Curriculum training with progressive learning goals is used to help the agent learn specific actions, and to allow it to discover the importance of the order of operations in a multi-step operation. Note that curriculum training doesn’t teach the agent how to do a task, it just puts the agent in a situation to learn something it needs to know. Its up to the agent to learn how it all goes together.
After being trained on how to use the charger, this agent demonstrates (in the video below) the ability charge its batter when needed. To do this, the agent must:
Find a charger,
Connect to the charger via the dataport
Push the ‘Charge’ button using the dataport until the battery is charged
Disconnect from the charger dataport when complete
The AI can navigate around a cluttered room using fwd/cw/ccw movements to a series of waypoints in level0-6.csv, but it cannot intentionally navigate around large obstacles. OpenAI games CartPole_v0, MountainCar_v0, and LunarLander_v2 are implemented as world objects and the agent can navigate to and play these games, with varied success. The agent has been observed to make perfect landings in LunarLander_v2, and has scored above the threshold on the other games within a few tries (less than 4 generally), however consistency is lacking after initial successes.

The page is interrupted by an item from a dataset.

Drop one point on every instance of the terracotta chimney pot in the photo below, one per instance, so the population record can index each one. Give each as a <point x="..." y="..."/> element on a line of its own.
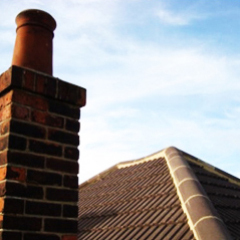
<point x="34" y="46"/>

The AI was given 4 waypoint goals (state = ‘GPS’) in Level 0-0, and it was able to learn how to navigate rapidly (within about 10 steps), and then navigated to each of the 4 goal locations using a simple difference planning engine, which was kind of a hack but was added to the AI for the purpose of demonstrating that the CE/CM works.
The AI was designed to play OpenAI Cartpole-v0. It was not consistent however – usually performing moderately well, on occasion performing very well. Sometimes it performed terribly. Typically though it was able to reach an average of 195 steps in a 500-run test.
Version v0.1 was a move from C# in the Unity3D environment to python, since much of the AI community uses python, it seemed a good shift. The agent was based on a very simplified rlpAI architecture with a scikit-learn MLP Classifier as the centerpiece.
The agent trained the classifier (state input, action output) with some of the results of prior episodes. In the best test, the agent reached 200 steps in less than the first 10 episodes, then hit 200 steps on every episode after that for 500 episodes (bottom right chart).
Vertical axis: Number of steps completed in the Cartpole-V0 game. Horizontal axis: Episode number.